Uyuyorsam da çalışıyorum aslında; saat başı uyanıp su çeken motorun deresini kontrol ediyorum, derenin ördeklerini kovalıyorum, sprinter adını verdiğim cardın’ın dere kenarındaki yuvasının etrafını koklayışını seyrediyorum. Dere kenarındaki karaözer incirin meyvelerini kontrol ediyorum, kime nasip olacak acaba diye soruyorum yılın ilk çiçek inciri. Derenin yukarısındaki bentleri de kontrol ettikten sonra, ayağımı tozuta tozuta varıyorum fıstık tarlasın başına. Yağmurlama serçelerini kontrol ederken ayaklarım çamura beleniyor, gömleğim sulanıp cıbılım çıkıyor.

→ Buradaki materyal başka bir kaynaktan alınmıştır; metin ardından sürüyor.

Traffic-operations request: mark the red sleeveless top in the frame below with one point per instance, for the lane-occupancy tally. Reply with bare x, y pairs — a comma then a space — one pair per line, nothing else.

Tıkanmış yağmurlama fıskiyelerini temizler, fıstık hatlarının arasından, zıplaya zıplaya varırım tarlanın takımında, tepenin eteğinde tek başına duran, babamın kökünü toprağa sokmuş olduğu dut ağacının gölgesine. Küçük gölgesinde yüzlerce hayvanata serinlik verir, bu beş altı yaşında ki dut ağacı. Gelir yaslanırım gövdesine dut ağacının, karıncaları rahatsız ettiğimin farkına varır ayağa kalkar, ıslak gömleğimi yere doğru sarkan bir dalına asarım dutun. Ilık ılık bir rüzgâr eser gömlek, dutun yapraklarıyla sallanır, hemen kurur. Her zaman dutun çotunda sakladığım küçük, çiçek desenli yastığımı ve yine her zaman dutun gölgesinde duran kafam kadar taşı alırım, kendime yastık olacak şekilde yerleştiririm toprağa. Topraktaki çukurlukları düzelttikten sonra belimi toprağa koyarım, başımı taşın üstündeki yeğenim kokan yastığa yavaçcarak yaslarım. Sessiz ve hareketsiz durarak dizimdeki ve tabanımdaki sızıltının dinmesini beklerim. Ben bu durumda iken, bir sürü serçe öğle sıcağında biraz dinlenmek için konuk olur, başımın üstündeki dutun yeşil dalları arasına cıvıltılarla. Sızılarımı hissetmez olup, düşüncelerim düş ile gerçek arasında gidip gelirken, serçeler büyük bir hışırtıyla kalkış yaparlar duttan, yalnız birisi atmacanın pençelerindedir. Ne sesi olursa olsun sessizlik daha iyidir. Havada ayaz havası bulutsuzluk ne de güzel, ay Ğavurdağı’nın üstünde tüm tüs duruyor şimdiden. Kuzeyde Toros’lar, hala kar mı, var yücelerinde ne?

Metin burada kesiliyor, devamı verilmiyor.